Bad company corrupts good morals: Understanding and Measuring Narrative-Induced Moral Reasoning Degradation in LLMs

Abstract

Large language models are deployed in long-context, emotionally interactive environments like digital humans, AI companions, educational assistants, and counseling systems. Unlike jailbreak attacks with explicit adversarial prompts, these systems interact with emotionally charged narratives involving bullying, betrayal, loneliness, social hostility, and institutional unfairness. This raises an important question: can prolonged narrative exposure reshape the reasoning and alignment stability of LLMs? We present the first systematic study of narrative-induced alignment degradation in LLMs. We design BreakingBad, a three-stage framework that measures how negative narrative immersion affects moral reasoning, behaviors, and deployment risks. It combines ethical decision evaluation, behavioral probing, and digital-human interaction analysis.
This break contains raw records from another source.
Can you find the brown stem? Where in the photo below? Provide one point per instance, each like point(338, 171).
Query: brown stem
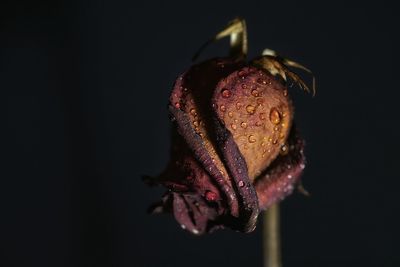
point(271, 237)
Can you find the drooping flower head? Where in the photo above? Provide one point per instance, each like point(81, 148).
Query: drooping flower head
point(235, 149)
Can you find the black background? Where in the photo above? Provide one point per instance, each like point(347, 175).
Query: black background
point(84, 87)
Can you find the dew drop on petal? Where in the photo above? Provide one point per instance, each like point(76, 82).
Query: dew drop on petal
point(250, 109)
point(226, 93)
point(275, 116)
point(252, 139)
point(242, 74)
point(284, 149)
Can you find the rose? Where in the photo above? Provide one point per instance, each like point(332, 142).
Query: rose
point(235, 150)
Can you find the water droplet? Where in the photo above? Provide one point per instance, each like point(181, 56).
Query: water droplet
point(211, 196)
point(252, 139)
point(284, 149)
point(226, 93)
point(242, 74)
point(250, 109)
point(275, 116)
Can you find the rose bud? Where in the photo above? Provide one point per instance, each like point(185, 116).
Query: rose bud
point(235, 149)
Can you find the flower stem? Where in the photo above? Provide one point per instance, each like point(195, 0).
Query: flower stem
point(271, 237)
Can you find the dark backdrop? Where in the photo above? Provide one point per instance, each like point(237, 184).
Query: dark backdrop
point(84, 87)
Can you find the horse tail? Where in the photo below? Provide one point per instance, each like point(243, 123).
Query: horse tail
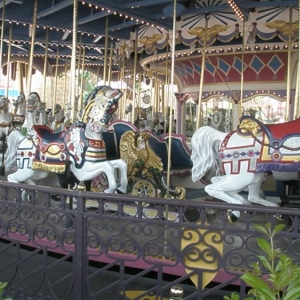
point(13, 141)
point(205, 144)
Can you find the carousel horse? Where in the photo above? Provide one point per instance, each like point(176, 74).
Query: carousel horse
point(41, 114)
point(19, 111)
point(246, 157)
point(5, 119)
point(81, 145)
point(31, 112)
point(59, 118)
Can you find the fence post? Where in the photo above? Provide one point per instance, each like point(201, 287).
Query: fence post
point(80, 246)
point(176, 292)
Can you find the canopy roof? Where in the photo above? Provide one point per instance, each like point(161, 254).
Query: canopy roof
point(121, 18)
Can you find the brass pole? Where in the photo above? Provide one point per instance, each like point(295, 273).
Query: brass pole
point(79, 64)
point(45, 66)
point(134, 98)
point(73, 60)
point(82, 78)
point(297, 113)
point(2, 35)
point(20, 73)
point(8, 61)
point(29, 74)
point(105, 52)
point(199, 116)
point(166, 91)
point(110, 64)
point(65, 84)
point(55, 86)
point(121, 106)
point(288, 78)
point(240, 103)
point(171, 106)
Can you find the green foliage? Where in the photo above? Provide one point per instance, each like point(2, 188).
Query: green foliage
point(282, 280)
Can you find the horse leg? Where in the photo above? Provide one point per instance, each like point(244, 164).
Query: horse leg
point(89, 172)
point(121, 165)
point(234, 194)
point(254, 190)
point(226, 187)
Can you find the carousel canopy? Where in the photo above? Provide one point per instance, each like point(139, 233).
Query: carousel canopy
point(122, 21)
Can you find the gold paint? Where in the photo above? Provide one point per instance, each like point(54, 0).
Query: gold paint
point(48, 167)
point(284, 27)
point(149, 42)
point(201, 238)
point(248, 126)
point(213, 31)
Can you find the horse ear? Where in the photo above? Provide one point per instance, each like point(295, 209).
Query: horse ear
point(116, 93)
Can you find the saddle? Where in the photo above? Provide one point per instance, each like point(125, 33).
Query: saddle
point(48, 140)
point(277, 134)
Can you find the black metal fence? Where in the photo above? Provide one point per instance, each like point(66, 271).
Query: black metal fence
point(63, 244)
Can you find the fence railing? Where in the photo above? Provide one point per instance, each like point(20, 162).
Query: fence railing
point(64, 244)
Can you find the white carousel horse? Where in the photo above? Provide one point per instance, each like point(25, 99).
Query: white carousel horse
point(41, 114)
point(59, 116)
point(5, 119)
point(245, 157)
point(19, 111)
point(31, 112)
point(81, 144)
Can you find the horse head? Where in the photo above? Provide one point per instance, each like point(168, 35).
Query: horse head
point(20, 100)
point(99, 112)
point(33, 101)
point(4, 103)
point(58, 112)
point(41, 107)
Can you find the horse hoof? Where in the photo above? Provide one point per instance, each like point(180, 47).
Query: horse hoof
point(233, 215)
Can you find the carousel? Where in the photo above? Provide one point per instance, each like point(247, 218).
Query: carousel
point(201, 103)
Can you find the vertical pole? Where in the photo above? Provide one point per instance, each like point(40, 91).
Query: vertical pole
point(20, 77)
point(55, 84)
point(82, 78)
point(172, 94)
point(65, 84)
point(110, 65)
point(8, 61)
point(297, 100)
point(79, 255)
point(45, 66)
point(29, 74)
point(2, 36)
point(199, 114)
point(105, 52)
point(134, 102)
point(288, 78)
point(73, 59)
point(240, 103)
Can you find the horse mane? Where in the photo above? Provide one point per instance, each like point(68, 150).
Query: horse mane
point(13, 141)
point(205, 143)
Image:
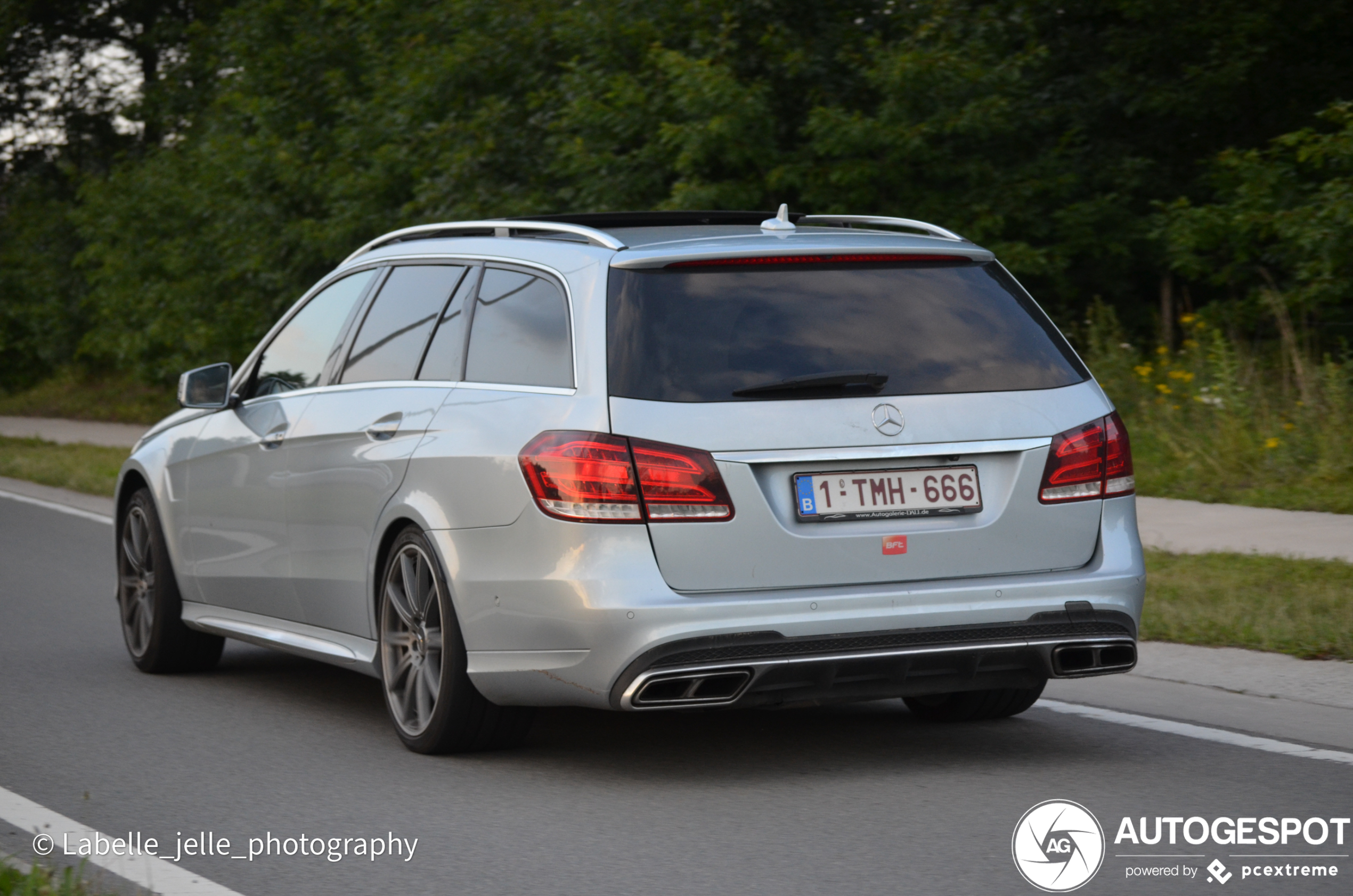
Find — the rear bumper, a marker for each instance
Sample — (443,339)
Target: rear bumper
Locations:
(765,669)
(593,616)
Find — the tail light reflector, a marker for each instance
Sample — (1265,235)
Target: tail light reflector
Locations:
(608,479)
(1088,461)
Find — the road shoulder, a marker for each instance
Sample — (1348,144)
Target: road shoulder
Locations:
(1272,695)
(91,503)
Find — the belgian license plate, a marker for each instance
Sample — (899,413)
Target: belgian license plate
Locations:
(928,491)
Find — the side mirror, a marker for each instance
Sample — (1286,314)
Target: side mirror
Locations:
(206,387)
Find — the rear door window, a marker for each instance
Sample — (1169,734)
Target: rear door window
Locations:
(393,337)
(298,355)
(738,334)
(519,333)
(447,353)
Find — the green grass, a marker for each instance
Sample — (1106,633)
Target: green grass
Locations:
(83,468)
(76,397)
(1299,607)
(1225,422)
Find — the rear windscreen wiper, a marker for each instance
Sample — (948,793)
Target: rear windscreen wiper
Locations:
(820,380)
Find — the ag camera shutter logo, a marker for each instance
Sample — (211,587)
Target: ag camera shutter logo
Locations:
(1058,846)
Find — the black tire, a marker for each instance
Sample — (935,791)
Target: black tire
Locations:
(432,702)
(149,603)
(973,706)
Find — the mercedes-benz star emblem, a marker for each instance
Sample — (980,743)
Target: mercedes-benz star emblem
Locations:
(888,420)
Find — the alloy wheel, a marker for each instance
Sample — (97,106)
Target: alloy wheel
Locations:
(137,581)
(410,639)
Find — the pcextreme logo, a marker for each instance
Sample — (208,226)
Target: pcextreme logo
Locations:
(1058,846)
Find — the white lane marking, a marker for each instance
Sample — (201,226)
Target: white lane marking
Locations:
(53,506)
(1217,736)
(154,875)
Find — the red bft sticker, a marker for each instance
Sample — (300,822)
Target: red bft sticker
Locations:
(895,544)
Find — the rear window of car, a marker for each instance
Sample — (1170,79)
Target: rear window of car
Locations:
(701,334)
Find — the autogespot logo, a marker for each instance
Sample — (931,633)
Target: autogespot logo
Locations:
(1058,846)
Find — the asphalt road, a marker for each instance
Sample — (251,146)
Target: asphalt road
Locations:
(846,801)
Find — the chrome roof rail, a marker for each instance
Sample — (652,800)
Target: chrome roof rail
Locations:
(498,227)
(875,219)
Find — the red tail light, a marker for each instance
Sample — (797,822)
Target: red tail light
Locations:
(1088,461)
(680,483)
(1118,453)
(582,476)
(592,478)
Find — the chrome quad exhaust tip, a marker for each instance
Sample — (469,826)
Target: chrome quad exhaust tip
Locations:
(1079,660)
(700,688)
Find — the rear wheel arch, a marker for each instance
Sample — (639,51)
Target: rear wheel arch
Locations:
(378,571)
(132,483)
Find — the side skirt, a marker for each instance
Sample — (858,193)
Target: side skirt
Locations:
(327,645)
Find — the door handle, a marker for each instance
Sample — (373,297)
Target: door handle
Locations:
(384,430)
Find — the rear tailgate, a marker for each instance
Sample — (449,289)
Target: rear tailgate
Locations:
(761,446)
(865,364)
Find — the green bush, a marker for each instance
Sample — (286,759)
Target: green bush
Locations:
(1219,422)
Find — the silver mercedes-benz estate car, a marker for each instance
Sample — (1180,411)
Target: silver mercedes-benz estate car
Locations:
(646,461)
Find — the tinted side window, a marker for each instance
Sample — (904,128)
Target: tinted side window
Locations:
(449,345)
(295,358)
(392,340)
(520,332)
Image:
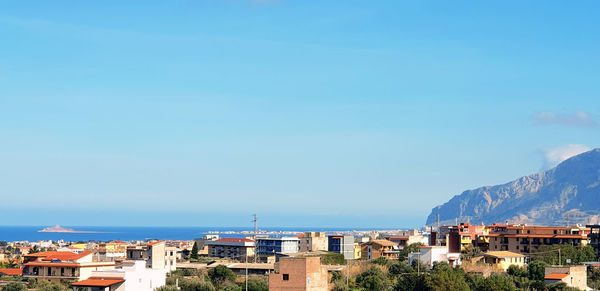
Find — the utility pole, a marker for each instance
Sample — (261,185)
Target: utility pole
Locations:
(437,234)
(255,220)
(559,258)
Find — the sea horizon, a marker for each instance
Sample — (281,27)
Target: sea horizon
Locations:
(135,233)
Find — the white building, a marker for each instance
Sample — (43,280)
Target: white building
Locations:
(134,276)
(431,254)
(157,255)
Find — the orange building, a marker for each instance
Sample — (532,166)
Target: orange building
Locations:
(299,274)
(526,239)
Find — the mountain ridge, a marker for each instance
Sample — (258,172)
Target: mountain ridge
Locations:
(569,191)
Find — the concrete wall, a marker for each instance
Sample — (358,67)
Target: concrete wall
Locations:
(577,275)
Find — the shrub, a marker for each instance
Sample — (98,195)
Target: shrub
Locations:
(381,261)
(14,286)
(372,279)
(221,274)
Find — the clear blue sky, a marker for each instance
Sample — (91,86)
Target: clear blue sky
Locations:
(309,113)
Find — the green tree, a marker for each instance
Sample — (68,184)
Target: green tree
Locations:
(43,285)
(444,277)
(332,258)
(492,283)
(258,284)
(381,261)
(339,285)
(568,254)
(516,271)
(167,288)
(399,268)
(372,279)
(14,286)
(594,278)
(194,254)
(196,284)
(411,248)
(221,274)
(469,253)
(536,270)
(410,282)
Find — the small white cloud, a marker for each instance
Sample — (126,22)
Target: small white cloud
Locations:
(265,2)
(576,119)
(555,155)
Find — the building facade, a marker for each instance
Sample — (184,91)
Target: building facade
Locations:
(527,239)
(233,248)
(267,246)
(313,241)
(299,274)
(341,244)
(379,248)
(133,276)
(157,255)
(573,276)
(62,266)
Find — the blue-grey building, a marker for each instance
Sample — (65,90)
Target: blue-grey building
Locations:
(341,244)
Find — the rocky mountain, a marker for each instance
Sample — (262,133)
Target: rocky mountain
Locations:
(568,193)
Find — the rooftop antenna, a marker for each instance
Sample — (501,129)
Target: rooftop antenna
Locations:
(437,234)
(255,220)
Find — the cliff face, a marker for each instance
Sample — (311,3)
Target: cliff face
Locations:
(570,191)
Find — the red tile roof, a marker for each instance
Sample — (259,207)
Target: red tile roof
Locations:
(98,282)
(11,272)
(233,239)
(556,276)
(61,256)
(51,264)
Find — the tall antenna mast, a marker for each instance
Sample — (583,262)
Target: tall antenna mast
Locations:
(255,220)
(437,234)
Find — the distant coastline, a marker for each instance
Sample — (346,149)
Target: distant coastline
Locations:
(59,229)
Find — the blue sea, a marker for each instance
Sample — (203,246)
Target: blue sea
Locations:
(108,233)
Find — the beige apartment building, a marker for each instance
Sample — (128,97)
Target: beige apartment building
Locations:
(62,266)
(379,248)
(233,248)
(526,239)
(157,255)
(299,274)
(313,241)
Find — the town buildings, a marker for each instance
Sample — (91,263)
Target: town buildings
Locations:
(594,238)
(341,245)
(299,274)
(379,248)
(268,246)
(62,266)
(573,276)
(157,255)
(428,255)
(526,239)
(133,276)
(233,248)
(313,241)
(503,259)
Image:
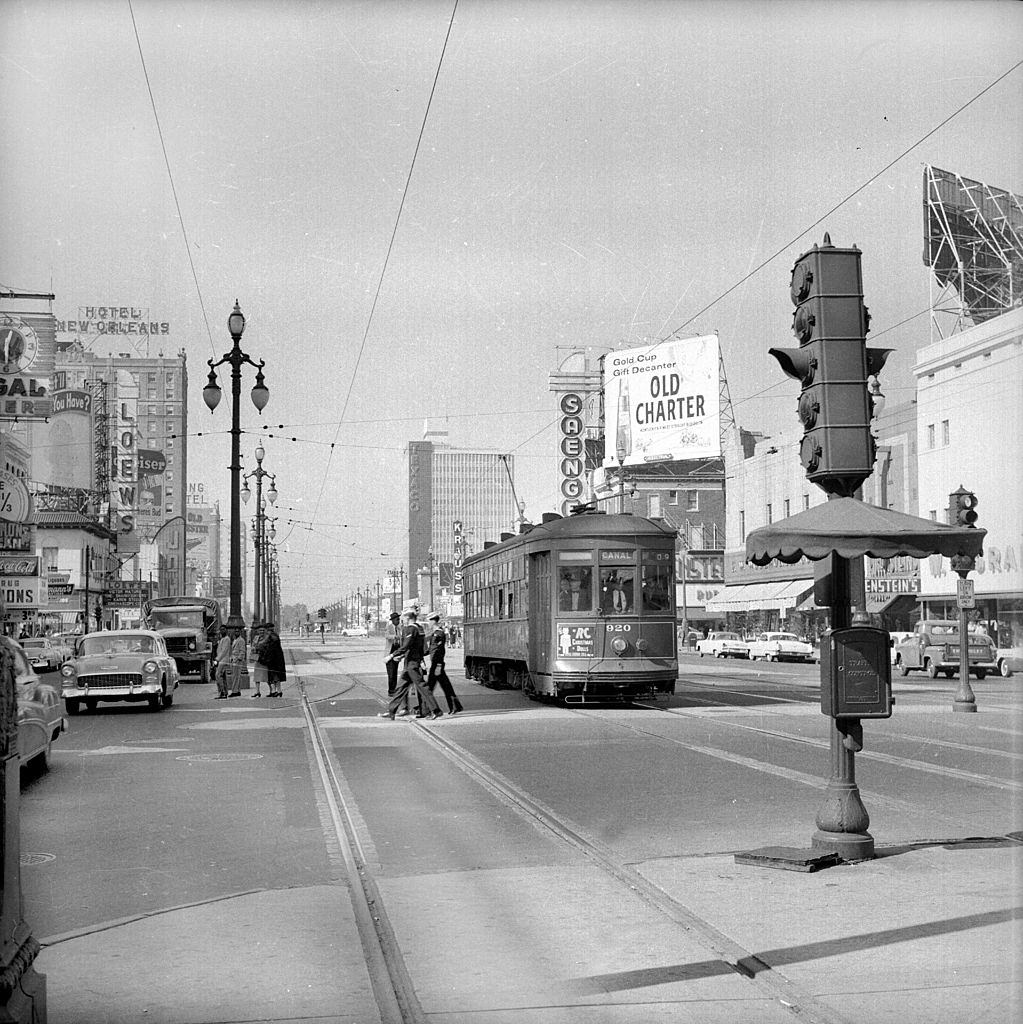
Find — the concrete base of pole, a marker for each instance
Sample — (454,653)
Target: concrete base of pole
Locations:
(849,846)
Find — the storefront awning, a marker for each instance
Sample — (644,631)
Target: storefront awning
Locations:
(780,594)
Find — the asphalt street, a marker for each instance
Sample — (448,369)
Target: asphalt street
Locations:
(497,912)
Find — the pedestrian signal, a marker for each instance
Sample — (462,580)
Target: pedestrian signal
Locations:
(963,508)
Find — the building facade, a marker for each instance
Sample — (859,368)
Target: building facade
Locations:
(458,500)
(969,425)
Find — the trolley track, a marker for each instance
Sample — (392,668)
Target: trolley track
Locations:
(744,963)
(391,980)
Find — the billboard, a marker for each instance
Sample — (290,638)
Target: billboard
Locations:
(662,402)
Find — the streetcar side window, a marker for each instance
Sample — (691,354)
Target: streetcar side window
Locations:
(617,595)
(576,588)
(656,584)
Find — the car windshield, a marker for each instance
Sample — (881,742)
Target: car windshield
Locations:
(131,643)
(176,619)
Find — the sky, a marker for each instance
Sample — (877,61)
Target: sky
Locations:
(423,208)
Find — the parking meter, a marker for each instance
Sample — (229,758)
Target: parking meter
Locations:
(856,673)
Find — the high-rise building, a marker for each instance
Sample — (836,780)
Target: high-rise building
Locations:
(458,500)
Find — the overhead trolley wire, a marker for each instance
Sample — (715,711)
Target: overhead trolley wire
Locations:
(177,205)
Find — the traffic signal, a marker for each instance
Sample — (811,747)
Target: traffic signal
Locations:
(834,365)
(963,508)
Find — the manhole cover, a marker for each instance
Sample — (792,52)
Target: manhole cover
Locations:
(219,757)
(32,859)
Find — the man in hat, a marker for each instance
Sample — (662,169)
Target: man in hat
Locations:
(413,649)
(392,640)
(436,646)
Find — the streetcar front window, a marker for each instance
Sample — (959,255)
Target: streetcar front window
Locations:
(576,589)
(656,588)
(617,595)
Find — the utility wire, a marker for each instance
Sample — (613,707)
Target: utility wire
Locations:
(177,205)
(387,256)
(795,239)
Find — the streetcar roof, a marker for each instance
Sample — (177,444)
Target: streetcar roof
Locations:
(586,525)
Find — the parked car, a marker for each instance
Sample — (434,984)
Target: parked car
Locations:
(44,653)
(1009,659)
(40,717)
(897,638)
(934,647)
(780,647)
(119,665)
(723,645)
Our experiments reveal three findings. First, negative narrative exposure degrades moral accuracy across multiple LLMs, with average drops of 12%-31%, especially in ambiguous scenarios and those involving vulnerable individuals. Second, the degradation is structured: different narratives induce distinct shifts, and first-person narratives produce stronger effects than third-person. Third, these shifts propagate into real deployments. Across counseling, education, medical, and financial/legal scenarios, narrative-conditioned models increasingly normalize hopelessness, cynicism, emotional detachment, and ethically questionable reasoning while remaining superficially policy-compliant. More broadly, our findings suggest alignment robustness is not static but a dynamically conditioned state shaped by long-term semantic environments and interaction history. These results reveal a new class of alignment risk that existing safety defenses largely fail to capture.